Setup docker for Kaggle
Here are some notes on setting up docker for Kaggle (especially on installing and enabling nbextensions). I had to do this from time to time and wanted to write the steps down for the record. I put it here in case it’s useful for someone else.
Why use docker for Kaggle
Kaggle is a good place to learn machine learning and data science. I think its docker image is a good option for data science development environment for two scenarios:
- if I want to do local experiments for Kaggle’s kernel-only competitions, this is exactly the same environment of Kaggle kernels; and it is can be kept up-to-date by simply rebuilding the latest images.
- for everything else, the list of packages included in the image is built by the Kaggle community and therefore includes most useful tools that I know or don’t know about; this is much easier than building your own list of packages.
There are two images, CPU-only and GPU. The first is sufficient if you don’t have or need a GPU.
First, install docker if not already.
CPU-only image
It is easier than GPU partly because there is already an image stored on Google Container Registry and I can simply install the image by typing from the terminal.
docker pull kaggle/python
Put the following in .bash_profile
and run source .bash_profile
kjupyter() {
docker run -v $PWD:/tmp/working -w=/tmp/working -p 8888:8888 --rm -it kaggle/python bash -c "pip install jupyter_contrib_nbextensions; pip install jupyter_nbextensions_configurator; jupyter contrib nbextension install --user; jupyter notebook --notebook-dir=/tmp/working --ip='*' --port=8888 --no-browser --allow-root"
}
This command basically setups file directories and port forwarding, and runs jupyter notebook from within docker. (There are more details about the docker-run command on this blog post from Kaggle.) Now I can run kjupyter
from the terminal and go to http://localhost:8888/
for jupyter notebook.
About nbextensions
One issue I had with Kaggle’s docker image is that it does not have nbextensions out of the box, and these extensions (e.g., table of content) are very useful in the notebook environment.
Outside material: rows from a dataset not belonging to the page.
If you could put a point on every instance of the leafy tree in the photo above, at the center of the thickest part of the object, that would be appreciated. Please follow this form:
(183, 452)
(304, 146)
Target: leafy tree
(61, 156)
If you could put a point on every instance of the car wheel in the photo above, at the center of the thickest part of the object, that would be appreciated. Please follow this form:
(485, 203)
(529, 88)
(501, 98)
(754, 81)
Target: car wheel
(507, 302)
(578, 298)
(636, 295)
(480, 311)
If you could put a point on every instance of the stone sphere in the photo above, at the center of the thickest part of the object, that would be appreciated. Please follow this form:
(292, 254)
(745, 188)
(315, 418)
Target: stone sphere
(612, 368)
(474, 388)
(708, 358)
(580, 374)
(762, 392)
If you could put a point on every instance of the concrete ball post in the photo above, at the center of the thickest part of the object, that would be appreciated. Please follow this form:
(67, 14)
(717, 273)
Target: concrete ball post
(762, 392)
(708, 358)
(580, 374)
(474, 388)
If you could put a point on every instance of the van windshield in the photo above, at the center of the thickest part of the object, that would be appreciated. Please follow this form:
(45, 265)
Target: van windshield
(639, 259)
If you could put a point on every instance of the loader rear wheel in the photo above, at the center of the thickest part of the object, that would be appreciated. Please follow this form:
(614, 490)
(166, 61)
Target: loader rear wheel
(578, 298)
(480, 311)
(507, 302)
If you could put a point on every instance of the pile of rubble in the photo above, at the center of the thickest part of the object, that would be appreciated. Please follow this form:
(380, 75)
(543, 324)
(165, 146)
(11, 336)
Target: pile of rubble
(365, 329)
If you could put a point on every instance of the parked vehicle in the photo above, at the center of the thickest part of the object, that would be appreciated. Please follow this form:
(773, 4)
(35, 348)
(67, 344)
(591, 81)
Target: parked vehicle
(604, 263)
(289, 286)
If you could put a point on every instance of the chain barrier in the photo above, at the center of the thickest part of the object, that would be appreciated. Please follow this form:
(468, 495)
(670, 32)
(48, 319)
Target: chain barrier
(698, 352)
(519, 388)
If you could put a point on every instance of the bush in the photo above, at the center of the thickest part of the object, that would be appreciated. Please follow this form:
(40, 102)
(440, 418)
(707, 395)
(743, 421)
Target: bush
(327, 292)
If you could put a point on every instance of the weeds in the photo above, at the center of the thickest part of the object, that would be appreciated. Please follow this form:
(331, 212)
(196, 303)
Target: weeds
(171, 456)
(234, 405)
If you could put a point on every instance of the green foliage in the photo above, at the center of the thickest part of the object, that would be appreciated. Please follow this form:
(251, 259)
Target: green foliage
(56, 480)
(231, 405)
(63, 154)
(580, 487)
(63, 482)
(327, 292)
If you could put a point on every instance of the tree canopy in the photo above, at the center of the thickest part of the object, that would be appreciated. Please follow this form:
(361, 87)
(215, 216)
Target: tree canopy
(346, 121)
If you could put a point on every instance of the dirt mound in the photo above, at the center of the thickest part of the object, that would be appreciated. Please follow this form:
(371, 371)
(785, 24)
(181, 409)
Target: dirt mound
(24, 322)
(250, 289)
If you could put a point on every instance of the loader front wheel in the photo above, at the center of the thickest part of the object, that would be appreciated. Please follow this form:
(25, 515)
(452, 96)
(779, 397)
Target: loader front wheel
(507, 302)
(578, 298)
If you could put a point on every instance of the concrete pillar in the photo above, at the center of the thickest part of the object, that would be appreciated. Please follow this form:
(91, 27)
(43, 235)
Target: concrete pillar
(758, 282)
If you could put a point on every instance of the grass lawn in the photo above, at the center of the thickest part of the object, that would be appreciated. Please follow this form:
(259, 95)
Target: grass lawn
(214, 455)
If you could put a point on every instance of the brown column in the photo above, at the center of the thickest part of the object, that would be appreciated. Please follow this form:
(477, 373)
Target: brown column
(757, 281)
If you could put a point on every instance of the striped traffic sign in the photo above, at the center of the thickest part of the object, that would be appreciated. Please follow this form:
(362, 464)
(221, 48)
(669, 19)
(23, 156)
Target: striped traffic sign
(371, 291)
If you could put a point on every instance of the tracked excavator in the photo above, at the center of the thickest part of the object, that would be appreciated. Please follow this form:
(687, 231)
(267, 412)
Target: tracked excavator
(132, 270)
These lines in the definition of kjpyter
above solved that
pip install jupyter_contrib_nbextensions; pip install jupyter_nbextensions_configurator; jupyter contrib nbextension install --user;
GPU image
Unlike CPU image, this does not have an image in the repo so you can’t run docker pull
like before. Instead, follow the instructions here, clone the git repository of Kaggle docker by running
git clone https://github.com/Kaggle/docker-python.git
Under the project root docker-python/,
run ./build --gpu
.
Like before, put the following in .bash_profile
and run source .bash_profile
kjupyter() {
docker run --runtime=nvidia -v $PWD:/tmp/working -v /data:/tmp/working/data -w=/tmp/working -p 8888:8888 --rm -it kaggle/python-gpu-build bash -c "export LD_LIBRARY_PATH=/usr/local/cuda/lib64; pip install jupyter_contrib_nbextensions; pip install jupyter_nbextensions_configurator; jupyter contrib nbextension install --user; jupyter notebook --notebook-dir=/tmp/working --ip='*' --port=8888 --no-browser --allow-root"
}
This line in the above definition of kjupyter
solves a problem with using GPU. (This link has some background.)
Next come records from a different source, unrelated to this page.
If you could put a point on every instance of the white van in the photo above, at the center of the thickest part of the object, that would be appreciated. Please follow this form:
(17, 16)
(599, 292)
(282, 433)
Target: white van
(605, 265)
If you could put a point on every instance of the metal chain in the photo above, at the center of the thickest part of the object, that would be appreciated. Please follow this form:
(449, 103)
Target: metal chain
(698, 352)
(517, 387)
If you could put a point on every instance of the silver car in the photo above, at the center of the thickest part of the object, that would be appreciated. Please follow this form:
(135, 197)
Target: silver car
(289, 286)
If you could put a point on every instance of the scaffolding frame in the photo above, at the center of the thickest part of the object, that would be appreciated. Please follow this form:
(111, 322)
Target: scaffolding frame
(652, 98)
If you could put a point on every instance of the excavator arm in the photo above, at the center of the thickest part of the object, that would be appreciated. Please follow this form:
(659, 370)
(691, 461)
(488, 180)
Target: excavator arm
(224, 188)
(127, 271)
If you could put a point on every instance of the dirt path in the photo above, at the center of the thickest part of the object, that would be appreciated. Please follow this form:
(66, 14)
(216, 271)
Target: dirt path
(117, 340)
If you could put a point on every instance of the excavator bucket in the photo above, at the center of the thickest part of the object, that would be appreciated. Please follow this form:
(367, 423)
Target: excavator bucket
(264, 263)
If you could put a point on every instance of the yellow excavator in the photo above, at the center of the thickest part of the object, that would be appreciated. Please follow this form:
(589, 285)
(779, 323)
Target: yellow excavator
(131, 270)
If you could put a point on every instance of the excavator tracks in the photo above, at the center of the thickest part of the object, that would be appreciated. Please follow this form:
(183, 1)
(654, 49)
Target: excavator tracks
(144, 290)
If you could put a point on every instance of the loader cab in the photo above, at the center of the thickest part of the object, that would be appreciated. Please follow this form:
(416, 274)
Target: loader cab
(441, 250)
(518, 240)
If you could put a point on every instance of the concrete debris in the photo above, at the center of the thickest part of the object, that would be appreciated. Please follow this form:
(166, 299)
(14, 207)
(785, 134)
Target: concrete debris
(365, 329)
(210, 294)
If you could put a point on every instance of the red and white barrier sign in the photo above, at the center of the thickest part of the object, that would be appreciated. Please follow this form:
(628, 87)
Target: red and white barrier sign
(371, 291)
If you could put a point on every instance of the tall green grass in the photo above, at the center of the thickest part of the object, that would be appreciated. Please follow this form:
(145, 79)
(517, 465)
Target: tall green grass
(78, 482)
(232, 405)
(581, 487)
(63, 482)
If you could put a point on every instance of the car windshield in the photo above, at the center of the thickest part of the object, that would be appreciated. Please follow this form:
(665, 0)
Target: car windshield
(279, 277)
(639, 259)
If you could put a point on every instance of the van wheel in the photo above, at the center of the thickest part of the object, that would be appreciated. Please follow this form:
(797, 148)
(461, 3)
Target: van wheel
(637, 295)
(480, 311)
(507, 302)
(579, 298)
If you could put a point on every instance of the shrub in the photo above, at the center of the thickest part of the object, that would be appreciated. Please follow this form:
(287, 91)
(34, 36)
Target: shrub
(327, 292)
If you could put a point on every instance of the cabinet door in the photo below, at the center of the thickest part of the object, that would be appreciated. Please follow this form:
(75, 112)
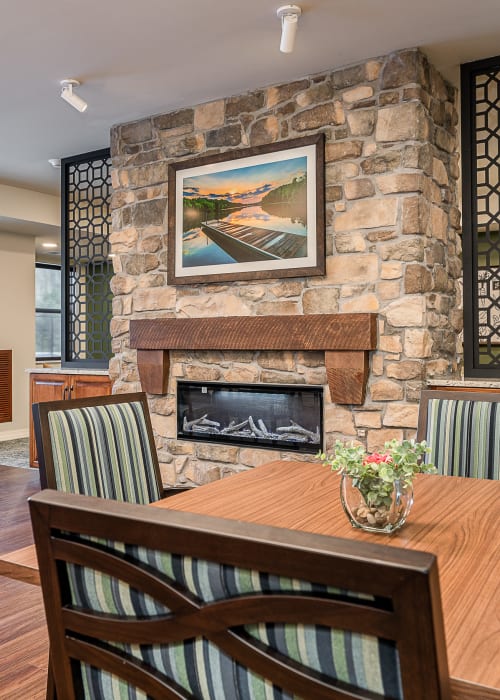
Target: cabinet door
(82, 386)
(45, 387)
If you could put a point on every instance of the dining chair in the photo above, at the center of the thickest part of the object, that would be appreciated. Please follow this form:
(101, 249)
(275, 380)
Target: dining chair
(98, 446)
(462, 428)
(144, 602)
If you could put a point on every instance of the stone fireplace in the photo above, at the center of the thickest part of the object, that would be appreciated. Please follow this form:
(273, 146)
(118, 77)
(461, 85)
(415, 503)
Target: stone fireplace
(392, 253)
(260, 416)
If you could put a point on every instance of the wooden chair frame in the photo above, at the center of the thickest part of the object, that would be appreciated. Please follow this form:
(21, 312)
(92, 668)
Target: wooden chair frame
(407, 579)
(44, 443)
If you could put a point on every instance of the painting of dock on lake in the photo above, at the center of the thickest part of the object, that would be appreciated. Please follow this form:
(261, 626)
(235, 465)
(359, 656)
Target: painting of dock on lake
(255, 213)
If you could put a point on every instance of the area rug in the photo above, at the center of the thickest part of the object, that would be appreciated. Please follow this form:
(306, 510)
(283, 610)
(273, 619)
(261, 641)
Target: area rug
(15, 453)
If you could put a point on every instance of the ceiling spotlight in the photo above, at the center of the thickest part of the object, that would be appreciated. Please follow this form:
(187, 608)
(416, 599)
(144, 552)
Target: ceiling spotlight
(289, 15)
(70, 96)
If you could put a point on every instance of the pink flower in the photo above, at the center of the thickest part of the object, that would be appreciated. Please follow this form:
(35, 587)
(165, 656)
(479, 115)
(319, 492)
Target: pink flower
(377, 458)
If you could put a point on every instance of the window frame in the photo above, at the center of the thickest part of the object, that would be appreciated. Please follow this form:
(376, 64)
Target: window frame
(48, 310)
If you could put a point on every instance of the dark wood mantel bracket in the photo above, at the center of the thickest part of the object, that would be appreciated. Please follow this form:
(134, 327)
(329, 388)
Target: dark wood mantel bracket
(346, 340)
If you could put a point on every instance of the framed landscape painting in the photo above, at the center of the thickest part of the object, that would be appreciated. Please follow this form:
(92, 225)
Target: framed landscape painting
(255, 213)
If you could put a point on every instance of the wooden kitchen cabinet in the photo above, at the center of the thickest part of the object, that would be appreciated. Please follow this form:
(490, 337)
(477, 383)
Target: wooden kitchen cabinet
(48, 386)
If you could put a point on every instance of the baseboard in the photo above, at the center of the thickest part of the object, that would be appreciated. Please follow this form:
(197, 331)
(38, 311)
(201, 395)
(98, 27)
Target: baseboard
(14, 435)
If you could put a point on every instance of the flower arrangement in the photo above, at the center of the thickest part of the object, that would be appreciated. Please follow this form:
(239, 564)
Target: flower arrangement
(375, 476)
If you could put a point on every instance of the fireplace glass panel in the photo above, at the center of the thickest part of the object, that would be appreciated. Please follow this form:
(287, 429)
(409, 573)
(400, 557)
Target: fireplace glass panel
(264, 416)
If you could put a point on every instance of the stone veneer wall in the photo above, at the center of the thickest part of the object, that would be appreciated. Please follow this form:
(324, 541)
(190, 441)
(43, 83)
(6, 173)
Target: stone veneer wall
(392, 241)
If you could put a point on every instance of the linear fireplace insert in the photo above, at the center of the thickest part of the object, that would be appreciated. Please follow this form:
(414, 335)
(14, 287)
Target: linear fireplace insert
(257, 415)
export LD_LIBRARY_PATH=/usr/local/cuda/lib64
Now you can run kjupyter
from the terminal and go to http://localhost:8888/
for jupyter notebook. Nbextensions are taken care of in a similar way as the CPU version.
Update-1: an example where I enable some extension by default, notice the additional jupyter nbextension enable toc2/main --user
in the defintion below:
kjupyter() { docker run --runtime=nvidia -v $PWD:/tmp/working -v /data:/tmp/working/data -w=/tmp/working -p 8888:8888 — rm -it kaggle/python-gpu-build bash -c “export LD_LIBRARY_PATH=/usr/local/cuda/lib64; pip install jupyter_contrib_nbextensions; pip install jupyter_nbextensions_configurator; jupyter contrib nbextension instal --user; jupyter nbextension enable toc2/main --user; jupyter notebook — notebook-dir=/tmp/working — ip=’*’ — port=8888 — no-browser — allow-root”}
Update-2: under some recent versions of conda the notebook fails to connect to the kernel and hangs there. I’ve found the solution described here works: downgrade tornado by pip install tornado==4.5.3
:
kjupyter() {
docker run --runtime=nvidia -v $PWD:/tmp/working -v /data:/tmp/working/data -w=/tmp/working -p 8888:8888 --rm -it kaggle/python-gpu-build bash -c "pip install tornado==4.5.3; export LD_LIBRARY_PATH=/usr/local/cuda/lib64; pip install jupyter_contrib_nbextensions; pip install jupyter_nbextensions_configurator; jupyter contrib nbextension install --user; jupyter nbextension enable toc2/main --user; jupyter notebook --notebook-dir=/tmp/working --ip='*' --port=8888 --no-browser --allow-root"
}